Rome et Ankara conçoivent également la Méditerranée comme un bassin «élargie» : la présence commune dans la Corne de l’Afrique avec des investissements et des moyens militaires signale la volonté des deux pays de considérer également la mer Rouge et ses côtes comme des composantes fondamentales de la sphère de sécurité Méditerranéenne.

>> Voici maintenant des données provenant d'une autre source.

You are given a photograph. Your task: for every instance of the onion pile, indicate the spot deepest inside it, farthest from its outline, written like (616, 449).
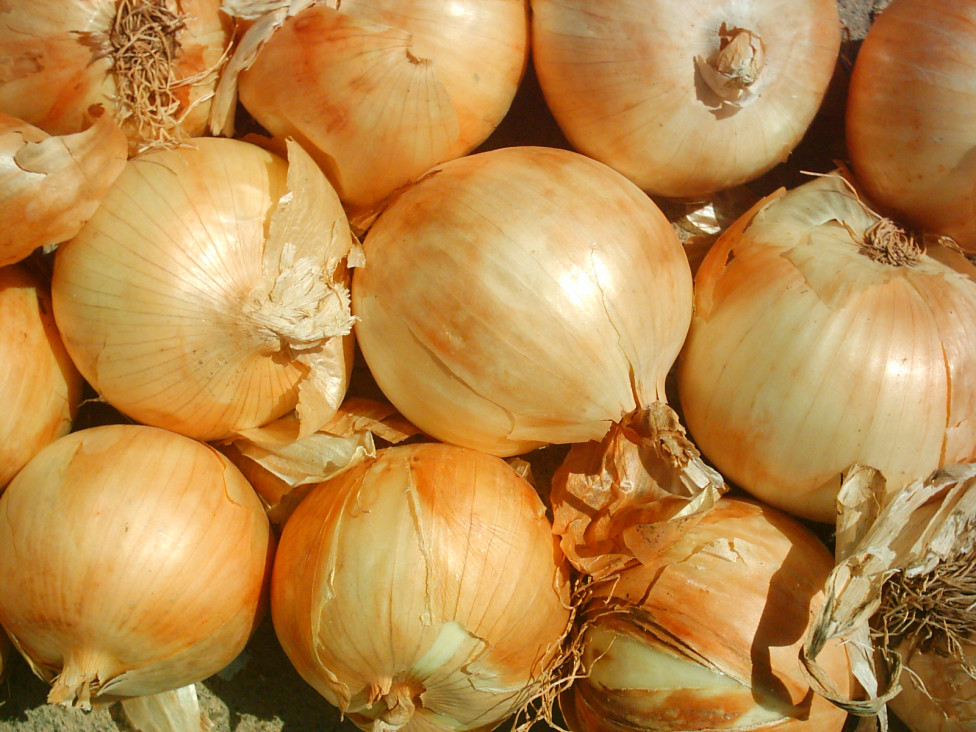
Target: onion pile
(509, 408)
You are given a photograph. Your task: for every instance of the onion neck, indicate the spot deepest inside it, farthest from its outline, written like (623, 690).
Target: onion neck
(731, 72)
(888, 243)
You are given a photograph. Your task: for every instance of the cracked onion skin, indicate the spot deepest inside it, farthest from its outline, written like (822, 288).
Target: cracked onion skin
(421, 590)
(706, 634)
(519, 297)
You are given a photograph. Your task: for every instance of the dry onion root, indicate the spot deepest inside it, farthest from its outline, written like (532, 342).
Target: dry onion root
(40, 387)
(135, 563)
(422, 590)
(825, 336)
(152, 64)
(208, 294)
(50, 185)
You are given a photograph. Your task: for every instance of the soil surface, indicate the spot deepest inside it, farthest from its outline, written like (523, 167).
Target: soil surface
(261, 692)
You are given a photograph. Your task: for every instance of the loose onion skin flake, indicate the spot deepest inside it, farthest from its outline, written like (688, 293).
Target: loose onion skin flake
(823, 337)
(40, 388)
(135, 562)
(685, 97)
(911, 116)
(706, 635)
(421, 590)
(208, 293)
(519, 297)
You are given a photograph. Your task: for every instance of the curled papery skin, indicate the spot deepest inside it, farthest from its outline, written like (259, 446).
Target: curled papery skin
(520, 297)
(911, 115)
(152, 65)
(706, 634)
(421, 590)
(134, 562)
(50, 186)
(40, 388)
(685, 98)
(381, 90)
(208, 292)
(823, 338)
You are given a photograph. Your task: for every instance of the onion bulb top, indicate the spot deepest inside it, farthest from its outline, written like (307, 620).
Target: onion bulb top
(381, 90)
(40, 388)
(208, 292)
(911, 116)
(825, 336)
(152, 65)
(422, 590)
(134, 562)
(520, 297)
(685, 97)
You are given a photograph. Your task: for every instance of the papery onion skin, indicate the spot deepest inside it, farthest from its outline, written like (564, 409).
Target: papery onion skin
(154, 295)
(49, 187)
(622, 80)
(428, 574)
(911, 116)
(806, 357)
(381, 90)
(135, 561)
(58, 62)
(938, 693)
(40, 388)
(519, 297)
(729, 602)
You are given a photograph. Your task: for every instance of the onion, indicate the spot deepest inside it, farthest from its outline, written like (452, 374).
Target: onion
(911, 116)
(705, 634)
(40, 388)
(519, 297)
(824, 337)
(152, 64)
(50, 186)
(685, 97)
(134, 561)
(208, 292)
(421, 590)
(379, 91)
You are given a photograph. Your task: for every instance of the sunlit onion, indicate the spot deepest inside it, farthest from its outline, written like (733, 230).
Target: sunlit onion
(824, 336)
(422, 590)
(685, 97)
(520, 297)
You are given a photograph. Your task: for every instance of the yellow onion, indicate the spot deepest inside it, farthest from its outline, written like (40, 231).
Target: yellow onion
(134, 562)
(519, 297)
(49, 185)
(422, 590)
(381, 90)
(208, 292)
(685, 97)
(911, 115)
(153, 64)
(824, 336)
(705, 635)
(40, 388)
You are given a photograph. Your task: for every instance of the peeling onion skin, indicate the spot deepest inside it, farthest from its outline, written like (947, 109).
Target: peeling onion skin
(729, 602)
(426, 579)
(621, 79)
(805, 356)
(911, 115)
(153, 296)
(135, 561)
(40, 387)
(946, 704)
(54, 68)
(379, 91)
(520, 297)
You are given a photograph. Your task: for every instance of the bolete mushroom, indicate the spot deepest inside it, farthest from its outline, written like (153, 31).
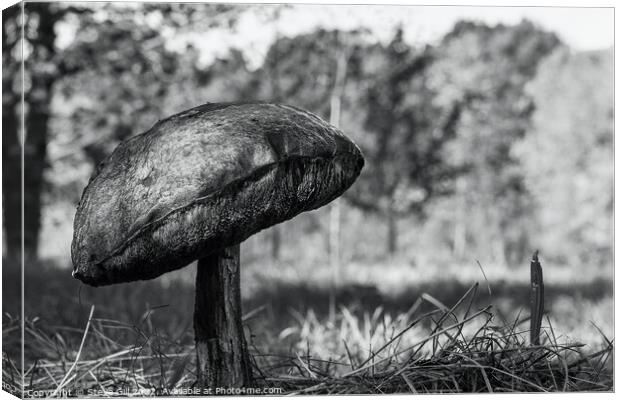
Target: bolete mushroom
(195, 186)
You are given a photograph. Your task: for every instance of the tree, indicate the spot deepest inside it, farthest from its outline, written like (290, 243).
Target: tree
(492, 208)
(406, 132)
(310, 71)
(568, 156)
(119, 51)
(11, 146)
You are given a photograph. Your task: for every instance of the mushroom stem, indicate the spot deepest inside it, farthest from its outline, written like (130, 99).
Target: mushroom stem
(221, 351)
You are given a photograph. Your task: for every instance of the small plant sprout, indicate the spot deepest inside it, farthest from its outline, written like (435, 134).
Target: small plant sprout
(537, 299)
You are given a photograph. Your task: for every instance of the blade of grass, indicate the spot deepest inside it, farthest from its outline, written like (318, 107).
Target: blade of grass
(64, 381)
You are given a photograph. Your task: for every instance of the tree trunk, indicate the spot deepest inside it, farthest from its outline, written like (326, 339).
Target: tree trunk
(222, 354)
(34, 164)
(276, 240)
(11, 145)
(335, 105)
(42, 72)
(11, 180)
(392, 241)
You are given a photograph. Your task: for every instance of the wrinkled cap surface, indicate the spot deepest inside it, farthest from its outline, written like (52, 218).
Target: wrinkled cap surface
(202, 180)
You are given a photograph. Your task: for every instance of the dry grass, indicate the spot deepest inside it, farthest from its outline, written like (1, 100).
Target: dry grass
(445, 349)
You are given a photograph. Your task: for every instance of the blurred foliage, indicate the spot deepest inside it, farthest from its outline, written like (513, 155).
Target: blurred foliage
(498, 136)
(568, 156)
(491, 65)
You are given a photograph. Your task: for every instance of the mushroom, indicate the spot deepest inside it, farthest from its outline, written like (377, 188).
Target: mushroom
(194, 187)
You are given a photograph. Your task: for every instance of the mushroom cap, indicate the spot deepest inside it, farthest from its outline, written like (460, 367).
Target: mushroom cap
(203, 180)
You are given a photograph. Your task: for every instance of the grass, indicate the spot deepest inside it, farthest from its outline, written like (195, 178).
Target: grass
(428, 346)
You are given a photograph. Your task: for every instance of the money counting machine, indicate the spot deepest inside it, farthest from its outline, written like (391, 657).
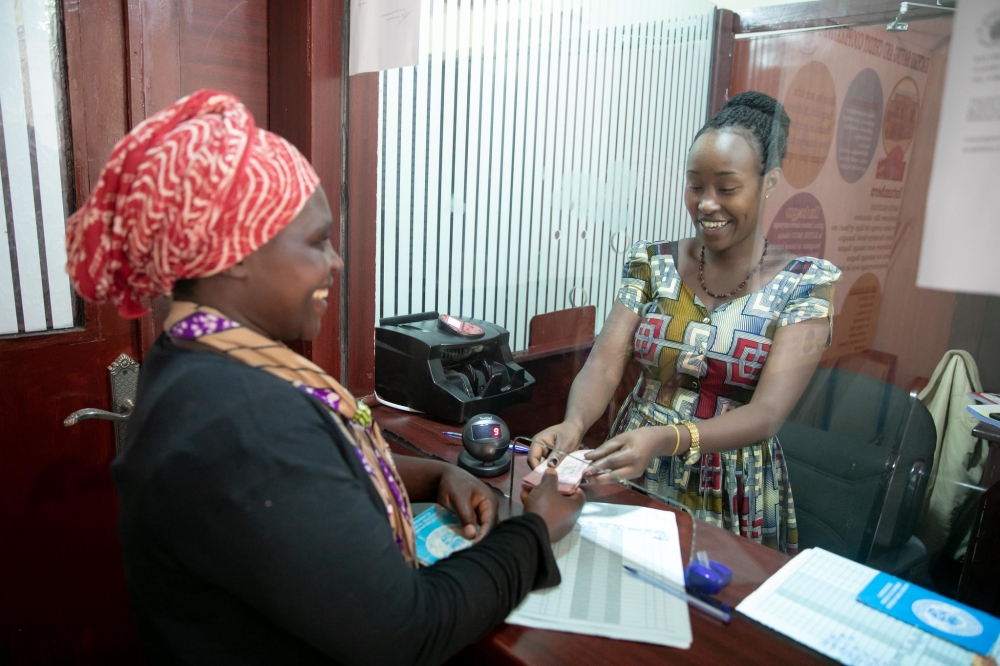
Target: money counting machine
(446, 367)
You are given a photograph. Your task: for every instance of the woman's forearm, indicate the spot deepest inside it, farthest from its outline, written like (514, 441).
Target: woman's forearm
(591, 392)
(594, 387)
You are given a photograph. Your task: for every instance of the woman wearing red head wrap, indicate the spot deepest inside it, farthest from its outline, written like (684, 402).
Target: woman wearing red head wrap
(262, 517)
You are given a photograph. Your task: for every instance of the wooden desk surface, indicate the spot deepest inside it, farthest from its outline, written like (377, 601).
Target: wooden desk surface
(742, 641)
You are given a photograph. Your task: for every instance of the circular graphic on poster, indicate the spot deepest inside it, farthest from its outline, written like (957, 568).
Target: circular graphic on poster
(800, 227)
(859, 125)
(900, 121)
(811, 103)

Dans ce contexte, l’ampleur des intérêts communs et des questions ouvertes indique que Rome doit suivre une ligne franchement réaliste à l’égard de la Turquie, à la recherche d’un « modus vivendi » capable de façonner un terrain de comparaison commun sur lequel systématiser d’éventuelles convergences et facteurs de division. La «Turquie», par ailleurs, a connu de nombreux problèmes ces dernières années avec des pays comme la France, la Grèce et Chypre. L’Italie peut, et le fait déjà, jouer un rôle de médiateur entre ces pays et Ankara, pour favoriser une détente qui augmente le pouvoir de négociation de notre pays dans le domaine méditerranéen, dissout les tensions et permet à l’Italie d’assumer un rôle proactif dans la décision de l’équilibre de la «Grande Mer».

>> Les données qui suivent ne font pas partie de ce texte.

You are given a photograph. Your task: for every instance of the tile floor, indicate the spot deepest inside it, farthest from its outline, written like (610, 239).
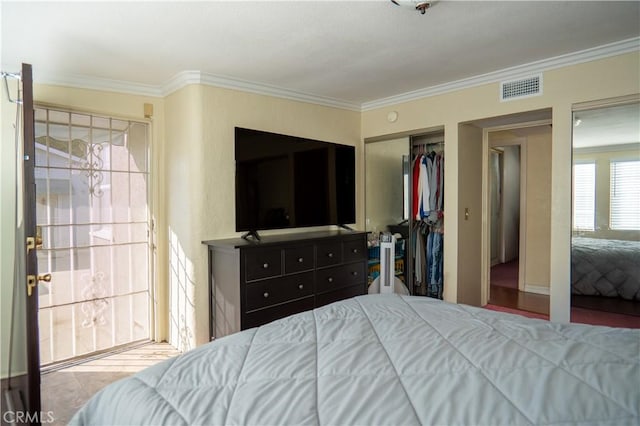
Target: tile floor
(65, 390)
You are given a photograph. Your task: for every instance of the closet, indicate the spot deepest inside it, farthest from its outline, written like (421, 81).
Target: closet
(426, 218)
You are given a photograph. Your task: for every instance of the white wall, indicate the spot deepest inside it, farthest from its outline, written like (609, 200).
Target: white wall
(384, 184)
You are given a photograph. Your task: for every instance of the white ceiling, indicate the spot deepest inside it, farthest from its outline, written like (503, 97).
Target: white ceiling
(354, 52)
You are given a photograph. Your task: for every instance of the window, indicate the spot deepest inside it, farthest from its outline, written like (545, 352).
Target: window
(625, 195)
(584, 196)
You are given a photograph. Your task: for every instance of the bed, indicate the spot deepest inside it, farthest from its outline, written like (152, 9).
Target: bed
(389, 359)
(601, 267)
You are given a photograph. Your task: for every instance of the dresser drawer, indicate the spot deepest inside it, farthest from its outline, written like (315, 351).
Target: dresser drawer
(263, 316)
(298, 259)
(328, 253)
(340, 276)
(261, 294)
(355, 250)
(262, 263)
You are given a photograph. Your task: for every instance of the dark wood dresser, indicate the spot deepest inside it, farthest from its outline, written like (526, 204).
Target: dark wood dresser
(255, 282)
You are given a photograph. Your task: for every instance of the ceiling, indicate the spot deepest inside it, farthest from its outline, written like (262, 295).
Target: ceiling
(355, 52)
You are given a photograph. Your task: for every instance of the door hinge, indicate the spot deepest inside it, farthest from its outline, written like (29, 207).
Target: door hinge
(35, 242)
(32, 281)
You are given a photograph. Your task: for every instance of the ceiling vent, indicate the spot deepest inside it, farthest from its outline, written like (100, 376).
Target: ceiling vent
(521, 88)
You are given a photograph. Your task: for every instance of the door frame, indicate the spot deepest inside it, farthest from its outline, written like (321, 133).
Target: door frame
(31, 260)
(485, 257)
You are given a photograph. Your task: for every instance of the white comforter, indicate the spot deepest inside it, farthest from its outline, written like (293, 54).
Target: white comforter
(394, 360)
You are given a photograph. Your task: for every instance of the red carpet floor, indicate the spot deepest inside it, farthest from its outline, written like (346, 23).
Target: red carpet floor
(582, 316)
(506, 275)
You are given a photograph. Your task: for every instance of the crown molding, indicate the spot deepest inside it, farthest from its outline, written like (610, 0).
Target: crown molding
(595, 53)
(185, 78)
(93, 83)
(197, 77)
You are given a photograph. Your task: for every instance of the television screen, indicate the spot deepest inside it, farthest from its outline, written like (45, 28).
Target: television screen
(289, 182)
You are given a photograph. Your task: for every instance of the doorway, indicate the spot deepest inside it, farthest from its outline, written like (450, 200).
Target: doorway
(505, 201)
(517, 234)
(92, 210)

Draghi devra promouvoir des actions politiques telles que donner au gouvernement d’Erdogan une vision claire: l’Italie est consciente de ses priorités et intérêts politiques et prête pour une confrontation d’idées. Le voyage de Guerini dans la Corne de l’Afrique ces dernières semaines en dit long sur l’importance accordée par Rome aux scénarios d’intérêt commun. L’approche systémique de Draghi à l’égard de la France d’Emmanuel Macron peut donner une impulsion ultérieure à l’agenda «turc» : Ankara cherche un « modus vivendi » avec les pays européens et les États-Unis, et le pivot du dialogue ne peut être que Rome, projetée en Méditerranée et sur l’Axe Euro- atlantique. Le réalisme s’impose comme une nécessité, comme une étoile directrice pour le pays face à la nécessité de comprendre l’ami-rival turc et de comprendre les points sur lesquels la concurrence géopolitique peut s’estomper en bonne collaboration. Enfin, en adaptant l’Italie au monde complexe des alliances à géométrie variable.